Ad esempio, quando un querelante ha chiesto al CHRO lo stato delle sue denunce riguardanti l’uso di insulti omofobici da parte dei colleghi e un episodio di aggressione contro di lui, il CHRO avrebbe affermato che i molestatori “si sentono a proprio agio nella cultura in cui si trovano, sono protetti”, aggiungendo che stava “cercando di aiutare a cambiare quella cultura”.

Separatamente, un querelante ha espresso preoccupazione per il fatto che i supervisori RTA fossero stati erroneamente classificati ai sensi della FLSA come dipendenti orari non esenti che svolgevano “mansioni di tipo gestionale” o, in alcuni casi, li avevano impropriamente classificati come esenti. Il CHRO avrebbe riconosciuto tali preoccupazioni in una conversazione registrata e avrebbe affermato che la RTA potrebbe “finirsi nei guai” per l’errata classificazione.

Si possono trovare datori di lavoro responsabile di molestie da parte dei dipendenti se sapessero, o avrebbero dovuto sapere, delle molestie e non fossero intervenuti tempestivamente per correggerle, secondo la Commissione statunitense per le pari opportunità di lavoro. Inoltre, i tribunali possono trovare un ambiente di lavoro ostile quando le molestie sono così gravi o pervasive che una persona ragionevole le considererebbe ostili.

Un dipartimento delle risorse umane risposta tempestiva alle molestie può essere una difesa contro le rivendicazioni ostili dell’ambiente di lavoro.

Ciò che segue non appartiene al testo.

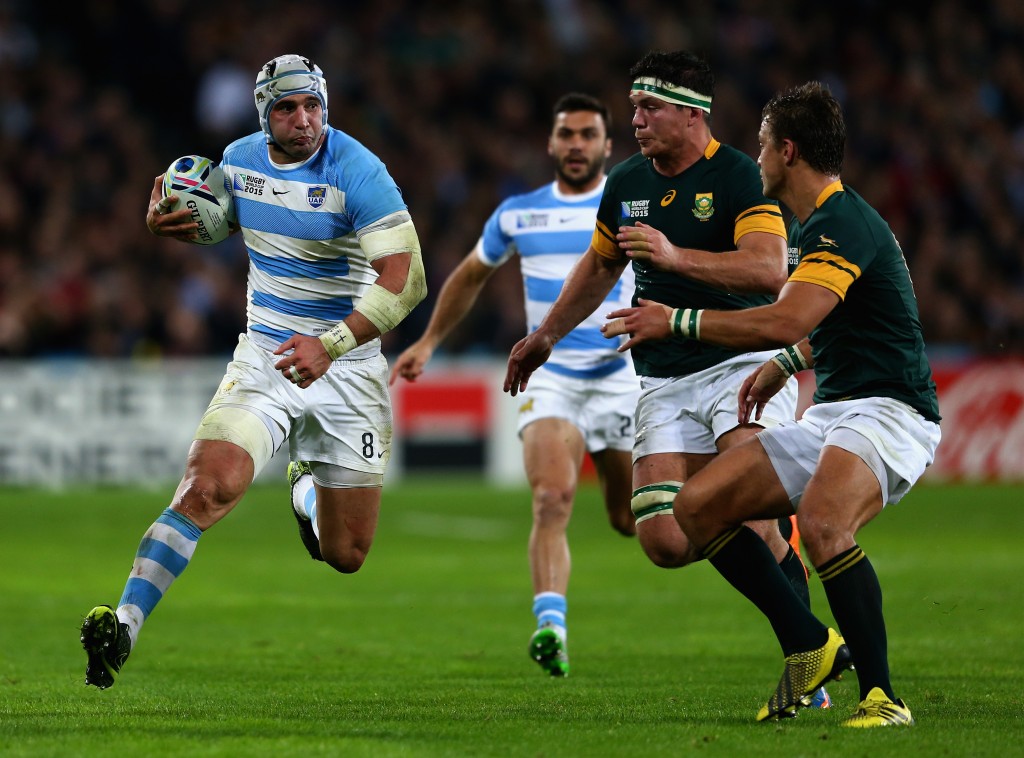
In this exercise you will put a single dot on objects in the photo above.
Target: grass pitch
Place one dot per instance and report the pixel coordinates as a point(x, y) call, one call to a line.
point(258, 650)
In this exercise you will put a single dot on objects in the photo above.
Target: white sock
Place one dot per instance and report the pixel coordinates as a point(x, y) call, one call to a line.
point(304, 501)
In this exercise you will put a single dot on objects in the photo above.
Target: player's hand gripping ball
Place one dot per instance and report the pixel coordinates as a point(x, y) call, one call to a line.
point(200, 186)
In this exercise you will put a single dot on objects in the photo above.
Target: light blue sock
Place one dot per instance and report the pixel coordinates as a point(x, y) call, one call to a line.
point(550, 607)
point(165, 551)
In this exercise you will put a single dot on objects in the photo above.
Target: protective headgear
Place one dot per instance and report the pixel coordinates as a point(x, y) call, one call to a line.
point(287, 75)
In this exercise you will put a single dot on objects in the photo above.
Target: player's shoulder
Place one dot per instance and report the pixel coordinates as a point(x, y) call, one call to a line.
point(631, 165)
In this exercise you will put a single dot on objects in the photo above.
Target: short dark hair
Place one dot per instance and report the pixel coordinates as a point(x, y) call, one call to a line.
point(811, 117)
point(572, 101)
point(682, 69)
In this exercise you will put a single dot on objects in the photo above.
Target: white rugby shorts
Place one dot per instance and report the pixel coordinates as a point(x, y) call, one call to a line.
point(896, 443)
point(602, 409)
point(687, 414)
point(343, 418)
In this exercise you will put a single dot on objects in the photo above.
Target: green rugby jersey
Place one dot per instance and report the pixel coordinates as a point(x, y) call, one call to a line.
point(870, 345)
point(710, 206)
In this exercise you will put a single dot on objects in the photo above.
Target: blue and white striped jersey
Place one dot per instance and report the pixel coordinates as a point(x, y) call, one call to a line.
point(550, 230)
point(301, 224)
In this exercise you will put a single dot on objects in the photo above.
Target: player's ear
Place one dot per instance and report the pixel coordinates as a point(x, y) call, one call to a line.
point(790, 152)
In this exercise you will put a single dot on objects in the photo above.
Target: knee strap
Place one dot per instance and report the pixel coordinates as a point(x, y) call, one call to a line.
point(654, 500)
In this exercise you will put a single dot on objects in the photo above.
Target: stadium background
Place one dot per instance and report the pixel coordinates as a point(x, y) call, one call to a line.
point(110, 336)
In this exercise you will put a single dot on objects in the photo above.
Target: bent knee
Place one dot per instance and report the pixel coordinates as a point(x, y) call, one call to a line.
point(552, 502)
point(205, 499)
point(664, 543)
point(344, 560)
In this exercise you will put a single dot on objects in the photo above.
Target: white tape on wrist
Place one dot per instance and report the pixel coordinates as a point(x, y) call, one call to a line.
point(791, 361)
point(686, 323)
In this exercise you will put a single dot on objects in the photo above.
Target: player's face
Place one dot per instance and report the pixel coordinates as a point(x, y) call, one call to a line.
point(580, 146)
point(297, 125)
point(659, 127)
point(771, 162)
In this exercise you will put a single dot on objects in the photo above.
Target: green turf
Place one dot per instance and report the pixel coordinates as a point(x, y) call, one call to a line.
point(258, 650)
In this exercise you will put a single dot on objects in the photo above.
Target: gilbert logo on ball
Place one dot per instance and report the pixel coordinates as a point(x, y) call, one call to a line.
point(199, 184)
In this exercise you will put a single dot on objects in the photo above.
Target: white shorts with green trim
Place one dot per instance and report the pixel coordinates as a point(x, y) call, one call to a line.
point(602, 409)
point(895, 441)
point(343, 418)
point(688, 414)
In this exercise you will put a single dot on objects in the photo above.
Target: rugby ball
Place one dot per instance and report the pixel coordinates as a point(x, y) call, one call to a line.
point(199, 185)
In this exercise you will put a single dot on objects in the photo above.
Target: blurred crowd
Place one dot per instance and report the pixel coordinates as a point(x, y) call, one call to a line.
point(456, 96)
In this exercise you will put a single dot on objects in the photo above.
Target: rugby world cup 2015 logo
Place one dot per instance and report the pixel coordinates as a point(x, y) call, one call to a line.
point(315, 196)
point(704, 206)
point(635, 208)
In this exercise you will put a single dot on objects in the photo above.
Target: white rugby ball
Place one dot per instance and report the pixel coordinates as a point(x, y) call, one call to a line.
point(199, 185)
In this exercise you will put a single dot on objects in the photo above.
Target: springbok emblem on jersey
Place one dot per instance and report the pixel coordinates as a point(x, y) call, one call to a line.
point(704, 206)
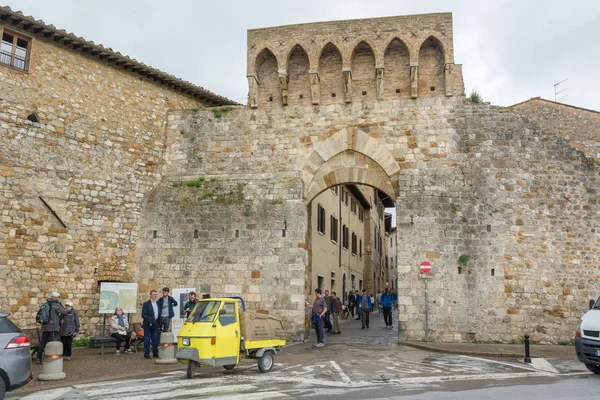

In una decisione del 2021, la settima corte d’appello degli Stati Uniti ha stabilito che un datore di lavoro non era responsabile di molestie perché il suo team delle risorse umane ha intervistato sia il molestatore che il querelante entro una settimana dalla relazione del querelante, il che ha portato alla fine del presunto comportamento molesto poco dopo.